Here's what you do. Go to your local community college or university. Yell at everyone in the computer lab, "Listen up you nerds. Get the scholastic fuck outta here! I need to use the printer!" Google the word CLUMP and print out a hundred copies for each image. Make that Hewlett Packard moan in agony... like a little Catholic schoolboy at confession.
Next, head over to the nearest Chinese restaurant, preferably named Won Ton Time or House of Wang. Tell the owner you're going to stand outside and welcome every patron with the following line "Me so horny. Me love you long time" unless they capitulate and give you their entire supply of chopsticks.

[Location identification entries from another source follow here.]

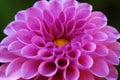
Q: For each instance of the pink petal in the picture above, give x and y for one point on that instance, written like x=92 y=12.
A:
x=88 y=47
x=55 y=7
x=69 y=13
x=18 y=25
x=38 y=41
x=29 y=69
x=43 y=5
x=47 y=69
x=6 y=41
x=15 y=46
x=45 y=54
x=112 y=58
x=99 y=22
x=24 y=36
x=33 y=23
x=74 y=54
x=13 y=69
x=85 y=62
x=58 y=29
x=101 y=50
x=113 y=74
x=100 y=36
x=20 y=15
x=62 y=63
x=34 y=12
x=71 y=73
x=29 y=51
x=85 y=75
x=100 y=68
x=8 y=30
x=48 y=16
x=6 y=56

With a pair of scissors, a roll of scotch tape and some cardboard, you now have all the necessary elements for a virtual army of Clumps. There you go. You just make a ton of those faux-ghetto hold up facial masks. Put a few favorites in your back jeans pocket. It's the Halloweenie costume of a lifetime. No obstructive clothing. No problem consuming hors d'oeuvres or imbibing shitty craft pumpkin beer. Easy, peasy, japaneesie.
Finally, download that memorable Kriss-Kross song "Jump" on your i-phone. Have it cued and ready to go. Whenever someone asks, "Why didn't you dress up," you just whip out your Clump on a stick, hit the play button, and start yelling and jumping "Saffy Mac (insert your name) is gonna make ya, Clump, Clump, Clump! Kriss Kross is gonna Clump, Clump, Clump!" You'll get the whole party going like a Wisconsin Badgers football game.
Incidentally, my deepest sympathy to the one who's dead. If I remember correctly, it was a heroin od. But hey, let's be honest, what better way to celebrate his rapscallion existence?